Madras Cafe was one of the most popular places known for their Mangalore Bonda, Rasam Vadai and coffee in the Madras Presidency. Post Independence saw it transform into Udipi Home and has been monitored by three generations of the Bhat Family. The youngest of them Ram Bhat says, “The success is because we made quick changes in ambience, cuisine and service to keep up with the times.” The target audience here are not individuals but families and efforts are made “to please everyone from a coffee lover to a juice drinker.”
“People are always looking for change,” he says, “which requires upgrading and a relook at the menu at regular intervals.” Mathsya, as it is known today, which earlier catered only to the South Indian palate, introduced authentic North Indian cuisine in the 70s. To please the next generation, continental food made an entry in the 90s. This restaurant is one of the most sought after vegetarian places in the city, and has a houseful crowd from 8am till 2am.
The doyen of the hotel industry in the south, Krishna Rao, started New Woodlands in 1937. Initially, this lodging place had only a small kitchen for the residents but realised they couldn’t say ‘no’ to the beach walkers who dropped in for a cup of coffee. This triggered off the idea of a restaurant, and without much delay, Krishna Restaurant came into being. It is even today one of their most popular restaurants serving delicious idlies and dosas. Tanjore – the venue for authentic ‘Yelai Sappadu’ brings in guests from all over the world (Vatha Kozhumbu being the chart topper) and to make the choice wider, ‘Vrindavan’ was launched as their multi cuisine restaurant. “What makes me most happy is when the older customers tell me ‘Adhe taste thambi’ because we want to continue serving our customers and maintaining quality,” says the very energetic Rajesh Rao.

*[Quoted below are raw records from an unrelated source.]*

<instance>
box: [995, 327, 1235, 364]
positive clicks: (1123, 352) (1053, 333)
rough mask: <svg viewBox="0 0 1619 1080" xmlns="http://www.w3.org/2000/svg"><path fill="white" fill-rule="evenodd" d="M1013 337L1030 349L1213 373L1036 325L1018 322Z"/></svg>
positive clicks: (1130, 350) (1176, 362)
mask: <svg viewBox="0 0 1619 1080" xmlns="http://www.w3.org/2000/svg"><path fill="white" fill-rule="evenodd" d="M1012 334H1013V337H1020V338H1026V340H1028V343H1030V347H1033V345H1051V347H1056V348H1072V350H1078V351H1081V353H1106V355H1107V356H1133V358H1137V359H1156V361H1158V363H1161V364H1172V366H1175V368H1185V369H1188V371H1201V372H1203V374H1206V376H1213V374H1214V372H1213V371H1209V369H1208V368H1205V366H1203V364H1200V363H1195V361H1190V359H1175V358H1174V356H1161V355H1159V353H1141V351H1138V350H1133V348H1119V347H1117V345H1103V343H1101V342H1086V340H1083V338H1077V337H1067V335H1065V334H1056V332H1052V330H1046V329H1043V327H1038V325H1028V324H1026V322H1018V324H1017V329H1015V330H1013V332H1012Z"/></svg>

After Independence, an Indian family was asked to return home from Sri Lanka. After adequate scouting they decided to setup shop in Madras on Mount Road. A military mess was taken over and Buharis was born. They served just mutton and chicken biryani for 8 annas and 1 rupee respectively. They also had an option of chicken/mutton masala with wheat or Ceylon parottas. “In 1958 Buharis introduced to Madras its first stand alone fine dining restaurant with uniformed waiters, plush crockery and cutlery,” says Ahmed, a member of the family. This predominantly non-vegetarian restaurant is still known for the different types of chicken preparations. Chicken 65 which had many stories to its name was the creation of this eatery and is so called simply because it was first made in 1965. As the years went by Chicken 78, 82 and 90 also found themselves a place in their menu card.
This article on the Grand Old Eateries of Chennai would be incomplete if I did not mention two places which were there till yesterday. The prestigious Dasaprakash whose name would ring with every ice cream bell and the chilli cheese toast, ghee roast or Mango Melba at midnight. The second was a place which saw contracts being signed, deals being finalised, marriages being fixed, interviews being held, patch ups, break ups, first ‘dum’, innumerable Bread Peas Masala, Channa Batura, Dosas, Sweet Lime/Grape Juice making their way to the cars and… a place which every Chennaiite has a memory of – Drive Inn Woodlands.
Mathsya had its restaurant open till after midnight since1960 for the convenience of the then train commuters who could arrive only after 11p.m because of the blackout in the city, during the China War. In the 70’s the cinema-goers found this a boon and today, the midnight dining here is a culture.
In 1958 when Buharis started Madras’ first standalone fine dining restaurant, the incentive to the customers was free ice water and an egg with every biryani.